What I mean by that is I have kind of both the accounting firm and the law firm. And so, you know, sometimes in the same day, I'm sort of turning my hat around four different times.
And so figuring out as, as they, as they are both growing how to manage time from a. I know there are a million different ways to do it, but that's that time management and, and process management or probably the two biggest that I think I'll be working on my whole life.
[00:29:51] Speaker A: I definitely feel that one of the best insights I had was there's a Canadian lecturer who was talking about the problem of procrastination and the understanding of taking that problem and understanding that you're really borrowing time from your future self and being a bad debtor, you know, and not misstating the equation. And it tied back. And I just learned recently that an aspect of ADHD which I'm undiagnosed, but my wife says I definitely have it that misunderstanding or misallotment of estimate misestimation of time is actually a profile component of that. So to get you the right answer, this might be a little personal, but do you consider yourself anywhere on the autism or on the ADHD spectrum? Because that will change the guidance Because I have. I know my wife. I love her to death.
She has both autism and ADHD and those are in conflict with each other versus me. I'm just pretty much Mr. ADHD most of the time.
But I know that the advice for us and our non neurotypical brains is very different from what often will work for more neurotypical. So do you consider yourself anywhere within I would say.
[00:31:21] Speaker B: Am definitely the type that can go sort of in a hole working on something and then look up and go oh gee, it's been four hours and I don't hourly bill. So that's, you know, even that aside, it's like, yeah, we can just get in a, in a hole like that. So it definitely is just the hypertension blindness sometimes, but I guess it's good and bad.
So that's easily the thing for me.
[00:31:56] Speaker A: All right, I'll make sure to shop around and ask the next couple of founders and see if we can get some good time management advice for you as we kind of round out the interview here. Give a shout out again to your company names, the domain names and if there's a any particular social channels where you interact. If people have questions about you and your business, where can they find you?

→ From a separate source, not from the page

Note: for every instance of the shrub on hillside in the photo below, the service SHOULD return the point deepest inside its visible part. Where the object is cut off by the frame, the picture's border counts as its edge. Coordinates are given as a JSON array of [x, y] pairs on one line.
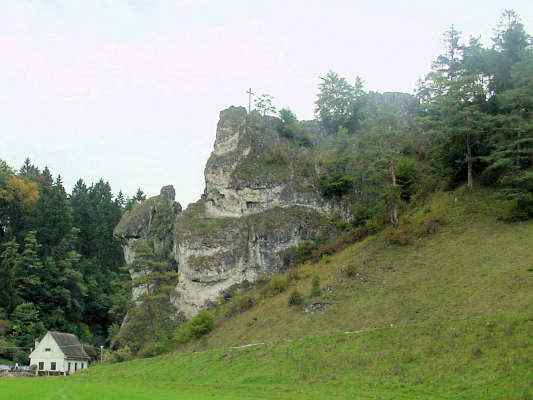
[[295, 299], [350, 270], [316, 290], [122, 354], [521, 207], [278, 284], [406, 175], [239, 304], [299, 254], [198, 326], [155, 348], [398, 236]]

[00:32:18] Speaker B: Sure. Sure. For the for the law firm it would just be Lancaster Law Us, we try to make it easy there to go in, connect with us, get directly on a calendar and meet with somebody face to face through a video call at least to understand what's going on. And then for the CPA firm it is Lancaster Firm.
And same same bit there, we try to make it easy to go ahead and get on a on a schedule, eliminate the phone tag a bit.
So.
[00:32:51] Speaker A: Well, I definitely appreciate your insights and thanks so much for your time.
[00:32:55] Speaker B: Thank you so much. Appreciate it.
[00:33:05] Speaker A: And we are off the air.